Em março deste ano, um sargento do Corpo de Bombeiros passou a ser investigado por suspeita de aplicar golpes de estelionato amoroso em pelo menos três mulheres no Distrito Federal. Na época, uma das vítimas afirmou à polícia que o homem de 38 anos pedia transferências de dinheiro, jantares e viagens, com o pretexto de que pagaria depois.

Segundo os relatos, além do estelionato, elas sofreram violência psicológica e ameaças. Uma das mulheres chegou a afirmar que durante o período que se relacionou com o sargento, ele apresentava comportamentos abusivos e possessivos.

Ao R7, outra vítima disse que no início do relacionamento, o sargento não chegava a pedir dinheiro, mas se relacionava com diversas mulheres ao mesmo tempo. Após um período de separação, o homem começou a pedir que a vítima pagasse a fatura do cartão de crédito, além de dinheiro para a construção de uma casa.

Em um dos casos, o bombeiro chega a depreciar a vítima após não conseguir retirar na loja uma blusa que ele pediu para que ela pagasse. Em mensagens enviadas à mulher, o sargento manda ela buscar a roupa e afirma que a vítima “sempre faz algo errado”.
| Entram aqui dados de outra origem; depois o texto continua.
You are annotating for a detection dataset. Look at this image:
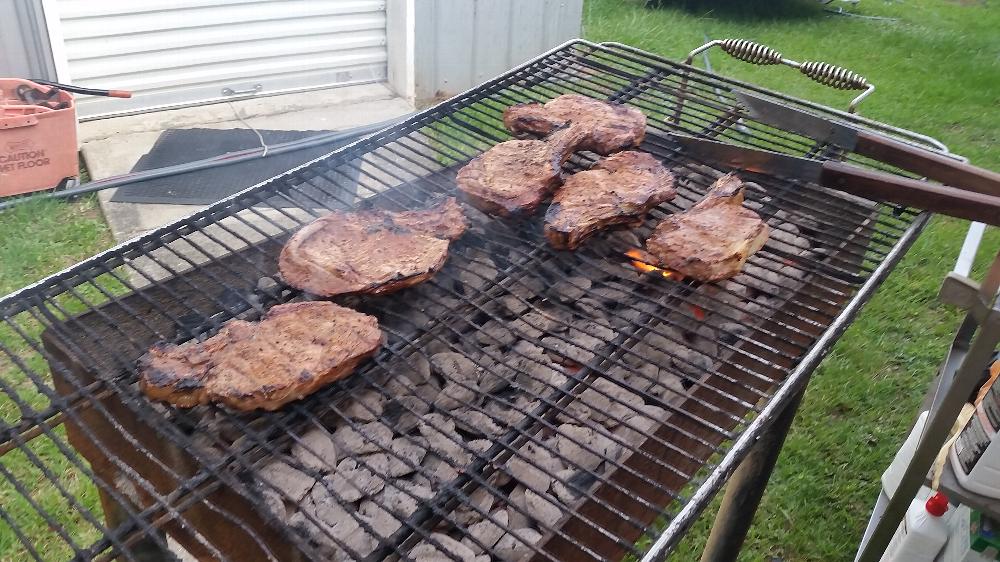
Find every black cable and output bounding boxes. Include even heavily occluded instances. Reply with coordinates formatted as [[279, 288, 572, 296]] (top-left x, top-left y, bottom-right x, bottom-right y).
[[0, 115, 408, 211]]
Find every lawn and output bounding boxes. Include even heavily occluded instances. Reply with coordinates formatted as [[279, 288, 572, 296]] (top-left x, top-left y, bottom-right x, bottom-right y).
[[584, 0, 1000, 562], [0, 0, 1000, 562]]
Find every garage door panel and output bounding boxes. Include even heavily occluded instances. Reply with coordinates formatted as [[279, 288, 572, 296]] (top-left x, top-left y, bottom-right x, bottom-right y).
[[73, 31, 385, 79], [77, 64, 385, 115], [66, 13, 385, 61], [58, 0, 387, 117], [59, 0, 385, 26]]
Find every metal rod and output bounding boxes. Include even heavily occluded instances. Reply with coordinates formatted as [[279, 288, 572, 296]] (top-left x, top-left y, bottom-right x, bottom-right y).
[[642, 213, 930, 562], [701, 388, 805, 562], [857, 249, 1000, 562]]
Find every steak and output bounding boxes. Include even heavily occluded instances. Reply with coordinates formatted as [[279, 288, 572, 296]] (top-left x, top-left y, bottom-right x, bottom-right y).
[[503, 94, 646, 155], [545, 150, 677, 250], [278, 197, 468, 297], [646, 174, 769, 281], [139, 301, 382, 411], [455, 128, 584, 217]]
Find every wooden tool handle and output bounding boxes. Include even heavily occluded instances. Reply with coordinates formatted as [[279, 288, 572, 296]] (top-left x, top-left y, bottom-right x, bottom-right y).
[[820, 161, 1000, 226], [854, 131, 1000, 196]]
Para a psicóloga Marina Leite, quando a pessoa entra em um relacionamento, é comum que pense que terá confiança mútua. “O próprio envolver do golpista já pode ser convincente e seduzente a ponto de prender a vítima a ele mesmo. O golpista é tão envolvente que a vítima pode não notar os sinais que deveriam fazê-la se afastar”, explicou a psicóloga.

Justiça

No ano passado, a Justiça do Distrito Federal condenou um homem a indenizar em R$ 27 mil a ex-namorada por estelionato sentimental. Segundo o tribunal, o homem chegou a enganar a vítima com a proposta de um casamento em troca de presentes e empréstimos.

Na época, o juizado entendeu que o homem se valeu dos sentimentos da vítima, envolvendo ela com declarações, e da confiança amorosa típica de um casal, além de promessas. Entre as falsas promessas, a de um futuro casamento. Segundo a corte, o estelionatário induziu e manteve a vítima em erro, com o intuito de obter vantagens.

Em outro caso, um homem foi condenado a pagar mais de R$ 100 mil à ex-namorada por se aproveitar do relacionamento para conseguir vantagem financeira. O golpista chegou a fazer diversos pedidos de empréstimos financeiros, pedidos de créditos de celular e compras usando o cartão de crédito da vítima.